Azerbaijani journalist

Irada Alili (İradə Əlili; born 20 April 1964) is an Azerbaijani journalist, cultural worker, Chairman of the Public Union for the Development of Vocational Education, member of the Union of Azerbaijani Writers.

== Biography ==
Irada Alili was born on 20 April 1964 in Sabirabad. In 1984 she entered the faculty of librarian of Baku Cultural and Educational College and graduated in 1986 with honors. Then in 1988–1994 she studied at the faculty of librarian and information of Baku State University. She worked as a teacher at the library and information faculty of Baku State University, as a teacher in the professional development course of cultural workers of the Ministry of Culture, and participated in conferences in Russia, Turkey and other countries.

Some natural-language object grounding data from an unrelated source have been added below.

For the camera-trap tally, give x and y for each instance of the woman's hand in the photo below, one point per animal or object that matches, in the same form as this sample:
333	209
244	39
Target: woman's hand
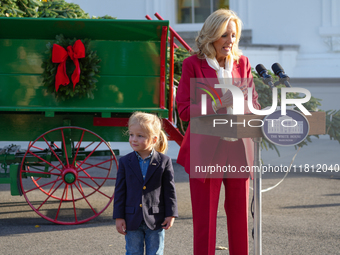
121	226
168	222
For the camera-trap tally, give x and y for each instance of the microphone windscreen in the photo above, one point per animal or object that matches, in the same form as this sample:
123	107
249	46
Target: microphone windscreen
277	68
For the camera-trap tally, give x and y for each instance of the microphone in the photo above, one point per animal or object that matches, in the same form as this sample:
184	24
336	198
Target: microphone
284	78
263	72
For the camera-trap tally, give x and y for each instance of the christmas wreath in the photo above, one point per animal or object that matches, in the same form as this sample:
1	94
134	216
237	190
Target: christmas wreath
70	69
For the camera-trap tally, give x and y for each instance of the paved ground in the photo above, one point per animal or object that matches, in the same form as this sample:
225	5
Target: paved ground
300	216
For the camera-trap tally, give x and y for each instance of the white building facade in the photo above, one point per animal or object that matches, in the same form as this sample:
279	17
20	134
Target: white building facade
303	36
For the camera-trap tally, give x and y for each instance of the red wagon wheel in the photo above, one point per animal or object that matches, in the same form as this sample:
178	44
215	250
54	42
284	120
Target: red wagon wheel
67	175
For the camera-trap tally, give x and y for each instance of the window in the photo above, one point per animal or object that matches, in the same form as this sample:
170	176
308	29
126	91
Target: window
196	11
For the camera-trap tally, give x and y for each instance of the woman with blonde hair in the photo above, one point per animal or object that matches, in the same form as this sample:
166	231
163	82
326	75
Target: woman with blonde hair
217	60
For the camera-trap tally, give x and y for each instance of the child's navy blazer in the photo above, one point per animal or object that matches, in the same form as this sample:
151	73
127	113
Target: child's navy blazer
151	199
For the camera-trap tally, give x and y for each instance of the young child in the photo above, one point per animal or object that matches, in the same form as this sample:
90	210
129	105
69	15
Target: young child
145	199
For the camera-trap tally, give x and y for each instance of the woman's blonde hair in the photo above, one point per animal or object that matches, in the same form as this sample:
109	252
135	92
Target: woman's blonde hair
152	126
213	28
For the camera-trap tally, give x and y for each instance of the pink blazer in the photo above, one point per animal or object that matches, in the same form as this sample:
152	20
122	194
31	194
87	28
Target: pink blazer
203	147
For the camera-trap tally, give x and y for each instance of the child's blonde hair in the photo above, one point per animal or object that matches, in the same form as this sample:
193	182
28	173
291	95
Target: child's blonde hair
152	125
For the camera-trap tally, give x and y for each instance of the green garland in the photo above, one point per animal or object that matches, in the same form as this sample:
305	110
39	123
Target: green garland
89	70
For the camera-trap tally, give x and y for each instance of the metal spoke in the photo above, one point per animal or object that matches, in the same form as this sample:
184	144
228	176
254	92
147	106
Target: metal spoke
66	156
95	189
78	147
49	146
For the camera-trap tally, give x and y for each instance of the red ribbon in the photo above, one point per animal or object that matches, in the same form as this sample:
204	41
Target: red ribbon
60	55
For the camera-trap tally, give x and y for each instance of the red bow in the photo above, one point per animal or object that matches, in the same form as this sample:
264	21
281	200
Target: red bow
60	55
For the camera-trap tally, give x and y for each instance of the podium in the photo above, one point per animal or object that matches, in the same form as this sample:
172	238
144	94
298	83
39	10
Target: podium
241	128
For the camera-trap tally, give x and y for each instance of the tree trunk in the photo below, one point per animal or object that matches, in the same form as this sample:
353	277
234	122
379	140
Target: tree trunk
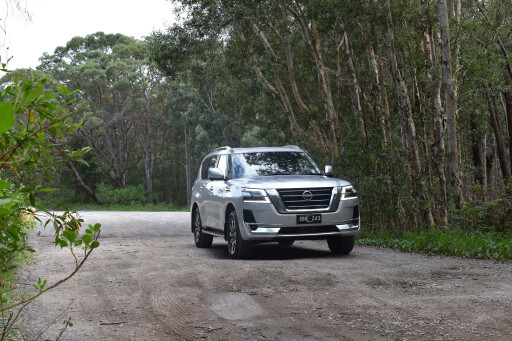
379	91
404	106
450	104
476	152
500	145
312	42
281	92
187	166
508	102
80	182
295	89
437	119
355	89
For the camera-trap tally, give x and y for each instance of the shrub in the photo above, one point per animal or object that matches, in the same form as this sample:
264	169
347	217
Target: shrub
131	195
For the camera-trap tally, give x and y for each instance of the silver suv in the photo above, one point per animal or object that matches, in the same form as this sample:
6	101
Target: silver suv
271	194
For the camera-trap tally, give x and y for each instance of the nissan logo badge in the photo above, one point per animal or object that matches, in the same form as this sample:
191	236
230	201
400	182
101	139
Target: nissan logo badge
307	195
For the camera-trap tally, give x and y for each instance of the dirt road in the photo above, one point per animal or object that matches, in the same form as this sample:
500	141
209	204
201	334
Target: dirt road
148	281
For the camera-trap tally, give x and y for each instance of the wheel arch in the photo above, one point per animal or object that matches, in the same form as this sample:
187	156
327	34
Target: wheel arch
229	208
195	206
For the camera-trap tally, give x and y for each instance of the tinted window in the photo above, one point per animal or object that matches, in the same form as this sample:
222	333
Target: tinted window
210	162
274	163
223	164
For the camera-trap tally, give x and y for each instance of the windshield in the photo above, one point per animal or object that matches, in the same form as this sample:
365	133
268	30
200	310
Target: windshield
274	163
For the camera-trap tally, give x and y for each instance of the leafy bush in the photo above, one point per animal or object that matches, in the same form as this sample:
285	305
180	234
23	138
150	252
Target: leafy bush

Irada Alili is currently the head of the bookkeeping department and chairperson of the trade union committee at the Republican Scientific Medical Library. She is a member of the Union of Azerbaijani Journalists and the Union of Azerbaijani Writers, chairperson of the Public Union for the Development of Vocational Education (PUDVE).

In 2020, she was the head of the project "Organization of online educational events to prepare future teachers for the organization of career guidance in school" developed by PUDVE. She was the head of the project "From education to profession" covering 2020–2021, developed by PUDVE with the support of the Council on State Support to NGOs under the Auspices of the President of the Republic of Azerbaijan.